Under the American Rescue Plan, Arizona will receive $4.2 billion in direct state fiscal aid and $2.4 billion in local government aid from the federal government. As of January 2022, Arizona had spent part of its state ARP funds on refilling its unemployment insurance trust fund, K-12 education, workforce development, and broadband expansion.
According to NASBO, Arizona’s recent expenditure totals (general fund spending/total spending, including federal transfers) were:
- FY 2022: $12.7 billion/$80.5 billion
- FY 2021: $11.7 billion/$66.8 billion
- FY 2020: $15.4 billion/$71.8 billion
- FY 2019: $10.7 billion/$38.7 billion
For more on Arizona’s budget, see
Arizona’s economic trends
Arizona’s per capita income (per the Bureau of Economic Analysis) was $56,667 in 2022, ranking 39th among the states. It was below both the national average of $65,423 and the Southwest regional average of $57,647. The state’s median household income (five-year estimate) was $65,913 in 2021, ranking 26th among the states and below the national average of $69,021. Arizona’s poverty rate was 13.5 percent in 2021 (five-year estimate), above the national rate of 12.6 percent.
Although Arizona’s averages tell a story about the entire state, Arizona is composed of diverse localities.
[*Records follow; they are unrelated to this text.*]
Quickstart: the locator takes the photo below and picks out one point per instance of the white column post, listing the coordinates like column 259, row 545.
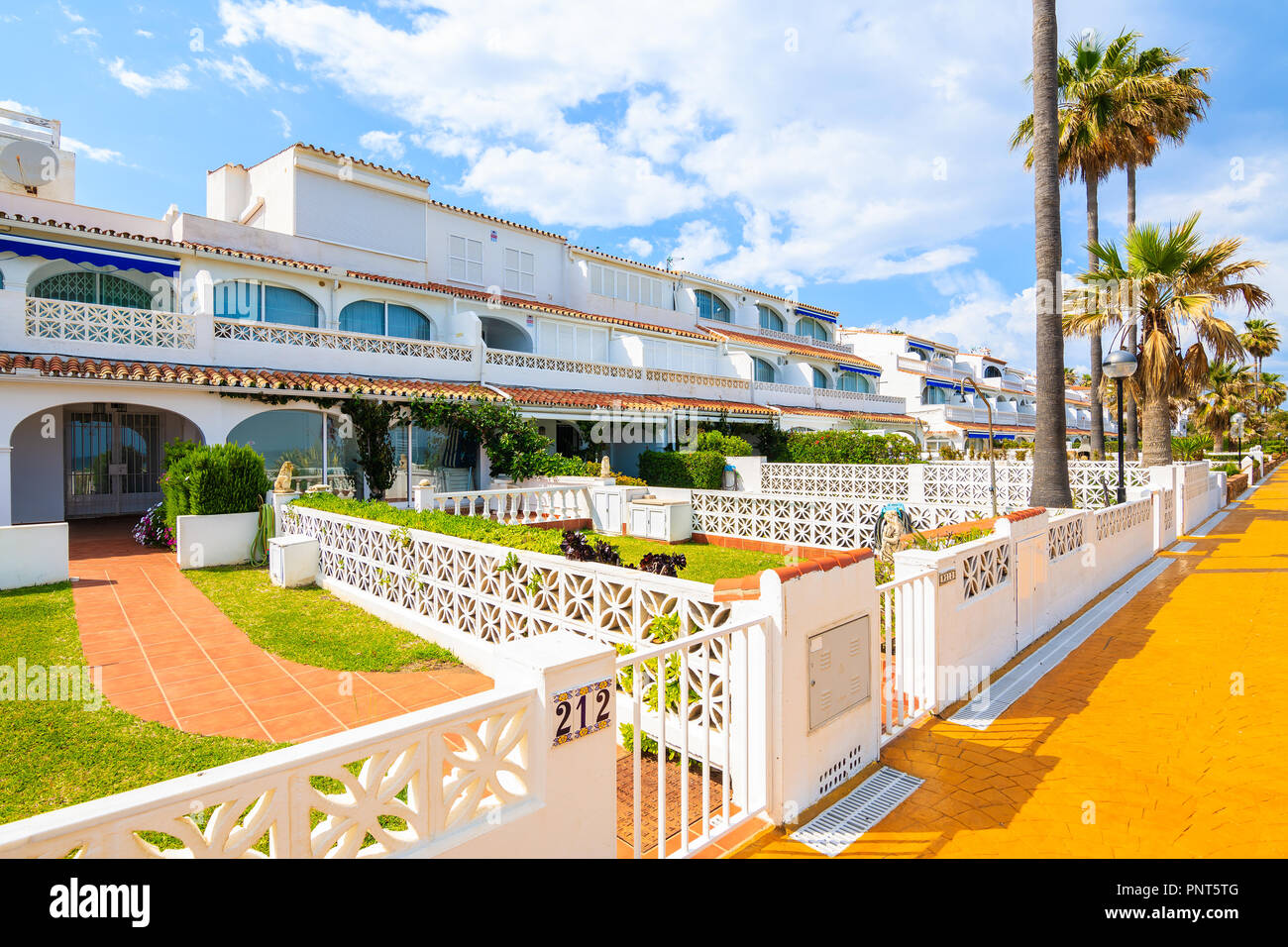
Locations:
column 5, row 484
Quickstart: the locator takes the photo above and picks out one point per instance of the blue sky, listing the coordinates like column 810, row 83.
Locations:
column 851, row 153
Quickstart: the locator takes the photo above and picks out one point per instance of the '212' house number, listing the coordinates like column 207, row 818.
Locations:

For example, the city of Nogales’s median household income was $31,997, and its poverty rate was 29.8 percent; the city of Queen Creek’s median household income was $111,743, and its poverty rate was 4.5 percent.
Arizona’s unemployment rate historically tracks the national average, but in recent years it has been among the highest in the country.
Unemployment rates (like other economic indicators) often vary significantly by race and ethnicity. In Arizona, the average unemployment rate in 2022 was 3.9 percent for white residents, 4.3 percent for Black residents, and 4.5 percent for Hispanic or Latino residents.